United soon came calling, but they weren’t the first to enquire about Ferguson’s services – Tottenham and Arsenal both offered him their manager’s job at the end of the season prior.
Ferguson declined both.
He could not reject United’s advances, though, and he took charge on the 6th November 1986.
When he walked into the club for the first time, United sat 19th in the league table (out of a possible 22).
They hadn’t finished lower than fourth in any of the previous five campaigns, and there were early signs of concern around the club about a potential relegation.
Ferguson’s first game in charge was against Oxford United two days later.
Manor Road, the home of Oxford, was crammed to its 13500 capacity – despite United’s struggles so far in the season, they were still considered a massive draw.
Oxford, then managed by Maurice Evans, had a number of key threats of their own.
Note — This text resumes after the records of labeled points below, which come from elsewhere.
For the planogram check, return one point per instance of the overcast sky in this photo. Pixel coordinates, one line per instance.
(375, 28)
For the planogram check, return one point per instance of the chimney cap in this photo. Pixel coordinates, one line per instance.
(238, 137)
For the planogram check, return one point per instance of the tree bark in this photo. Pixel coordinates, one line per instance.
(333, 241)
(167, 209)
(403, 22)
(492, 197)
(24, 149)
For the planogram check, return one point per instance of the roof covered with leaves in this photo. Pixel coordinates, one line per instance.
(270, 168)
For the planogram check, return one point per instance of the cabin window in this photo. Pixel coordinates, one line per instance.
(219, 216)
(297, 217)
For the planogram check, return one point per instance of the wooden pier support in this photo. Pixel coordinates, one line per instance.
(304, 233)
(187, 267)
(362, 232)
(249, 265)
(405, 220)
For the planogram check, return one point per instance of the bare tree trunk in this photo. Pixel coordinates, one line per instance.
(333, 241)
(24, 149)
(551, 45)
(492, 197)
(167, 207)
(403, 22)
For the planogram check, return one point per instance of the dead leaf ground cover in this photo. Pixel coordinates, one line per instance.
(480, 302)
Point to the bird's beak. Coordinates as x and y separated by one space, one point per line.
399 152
Their star asset was the future Liverpool striker John Aldridge, who was playing in his final season for Oxford before his move to Anfield.
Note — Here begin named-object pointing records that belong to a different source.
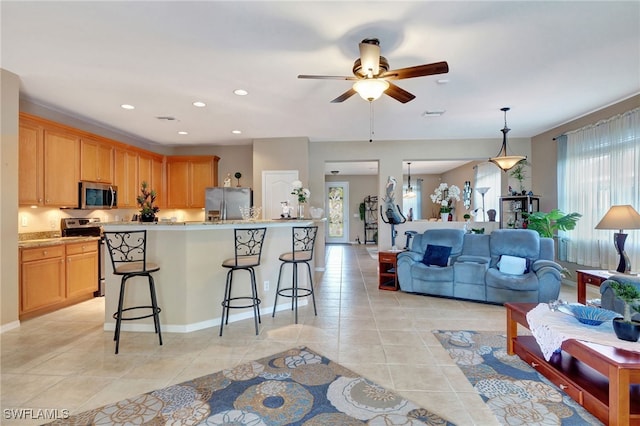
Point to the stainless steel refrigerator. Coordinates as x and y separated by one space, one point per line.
223 203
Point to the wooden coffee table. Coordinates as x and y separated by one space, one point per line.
603 379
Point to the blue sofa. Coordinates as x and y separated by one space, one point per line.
481 267
608 298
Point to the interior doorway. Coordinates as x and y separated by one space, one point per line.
337 212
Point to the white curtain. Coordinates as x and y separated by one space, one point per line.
487 176
599 166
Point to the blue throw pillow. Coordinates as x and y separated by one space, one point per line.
436 255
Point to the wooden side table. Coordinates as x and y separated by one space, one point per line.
387 270
589 276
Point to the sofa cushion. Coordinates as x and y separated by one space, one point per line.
436 255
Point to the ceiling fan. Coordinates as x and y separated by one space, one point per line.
372 75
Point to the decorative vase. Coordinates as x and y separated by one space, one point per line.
629 331
147 217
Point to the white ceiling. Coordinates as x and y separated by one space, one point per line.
550 61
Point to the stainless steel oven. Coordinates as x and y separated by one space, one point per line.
88 227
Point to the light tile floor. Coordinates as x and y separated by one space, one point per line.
65 360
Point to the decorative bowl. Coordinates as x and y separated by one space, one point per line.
591 315
250 213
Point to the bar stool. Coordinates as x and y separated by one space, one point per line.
248 249
128 252
303 240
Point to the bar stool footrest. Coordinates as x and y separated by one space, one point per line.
227 302
153 312
302 292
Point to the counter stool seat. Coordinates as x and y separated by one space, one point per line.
248 249
302 240
128 258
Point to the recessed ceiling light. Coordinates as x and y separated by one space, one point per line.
434 113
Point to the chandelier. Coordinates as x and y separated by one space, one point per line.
502 160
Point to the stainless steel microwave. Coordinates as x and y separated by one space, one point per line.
92 195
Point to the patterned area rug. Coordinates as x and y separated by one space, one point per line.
514 391
295 387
Aldridge scored the opener in this one from the spot, Neil Slater then adding a second.
With only two days between his appointment and this game, Ferguson had little time to put his stamp on United’s style of play.
They could not respond and fell to a 2-0 defeat, leaving them in 20th place with just 13 points from their opening 14 games.
The Rest Of The Season & Beyond
Ferguson did manage to inspire a revival in the second half of the season, with United only losing twice more between this game and the home defeat to Luton Town in the middle of March.
The highlight of that spell was undoubtedly a 1-0 win at arch-rivals Liverpool, which would prove to be United’s only away win of the season.
Kenny Dalglish’s side themselves lost out on the title to neighbours Everton, who took the league by nine points.
As for Oxford, United did the double over them in the following season and they were relegated, never seen in the top flight again since.
Ferguson guided United to second place in 1988, and sealed a number of high profile signings, the most influential ones being Steve Bruce (from Norwich) and Brian McClair (from Celtic).
The Scot also agreed a deal for Mark Hughes to return to the club, the ex-United man having to stay in Spain until 1988 for financial reasons associated with his transfer from the club to Barcelona in 1986.
Things got better and better for United over time, although Fergie did need a Mark Robins winner in a 1990 FA Cup tie against Nottingham Forest to ensure his job remained safe.
His record since remains unrivalled – 38 trophies in 23 years, including two Champions League titles.
Amongst current managers, the most successful is Jose Mourinho, who has won 17 trophies.
Not many could have predicted Ferguson’s meteoric rise after watching his opening game, with United in disarray, even with his arrival coming with huge promise, but the way he turned the club around in the following years was emphatic.